In issues such as object detection, object recognition, image segmentation, super-resolution, object tracking, and object retrieval, the recognition accuracy based on CNN algorithms is far superior to that of traditional algorithms.

(1) Input Layer

CNN is generally an artificial intelligence algorithm for image processing, and images are typically composed of several pixels, with the numbers in the image representing pixel brightness, where 0 is black and 255 is white. Therefore, a picture can be simplified into a multidimensional matrix composed of several numbers in the computer.

In the input layer of CNN, the input format retains the structure of the image itself. For black-and-white images, the input to CNN is a two-dimensional neuron; for RGB format (color) images, the input to CNN is a three-dimensional neuron (each color channel in RGB has its own matrix).

(2) Convolution Layer

The convolution layer in CNN consists of a set of filters, which can be viewed as two-dimensional numerical matrices with customizable length and width. The following figure illustrates the convolution operation performed on a 4*4 two-dimensional black-and-white image, with a 3*3 filter.

The specific steps of the convolution operation are as follows:

① Cover the filter over a position in the image;

② Multiply the values in the filter by the corresponding pixel values in the image;

③ Sum the products obtained above to get the value of the target pixel in the output image;

④ Move the filter a certain number of steps (Stride, which can be customized) to the right or down, and repeat this operation for all positions in the image.
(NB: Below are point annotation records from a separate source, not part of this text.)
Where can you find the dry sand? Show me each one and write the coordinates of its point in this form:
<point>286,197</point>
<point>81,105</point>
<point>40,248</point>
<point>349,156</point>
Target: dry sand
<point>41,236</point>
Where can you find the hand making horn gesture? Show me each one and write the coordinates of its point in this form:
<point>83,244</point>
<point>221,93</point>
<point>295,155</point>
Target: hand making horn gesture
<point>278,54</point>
In the above example, multiplication is performed element by element between the overlapping image and filter elements, moving the filter from left to right and top to bottom, ultimately resulting in a 2*2 two-dimensional new matrix.

Similarly, if the input RGB image is a three-dimensional neuron, then the corresponding filter in the convolution layer is also three-dimensional, and the specific operation method is similar to the two-dimensional case, involving element-wise multiplication between overlapping elements and then summing, as shown in the following figure.

(3) Pooling Layer

The role of the convolution layer is generally to extract features from images, but when the dimensions of the feature map obtained from convolution are still relatively large, pooling layers can be used to perform dimensionality reduction on each feature map.

The pooling method also uses a filter (pooling matrix) for scanning, and during the scanning process, the stride length will also be involved, scanning from left to right, then moving down by the stride size, and scanning from left to right again.

There are usually two methods for pooling: max pooling and average pooling.

Max Pooling: Takes the maximum value from the “pooling field” matrix.

Average Pooling: Takes the average value from the “pooling field” matrix.

(4) Fully Connected Layer and Output Layer

To finally obtain a one-dimensional number representing the classification of the image, further operations are required on the two-dimensional or three-dimensional vectors obtained from pooling, usually performed by the fully connected layer.

As the name suggests, all neurons in the fully connected layer are connected to the previous layer, and its main function is to refit features and reduce the loss of feature information. The main characteristic of the fully connected layer is that it has too many parameters, which can easily lead to overfitting, and a common solution is to use Dropout (randomly dropping some data).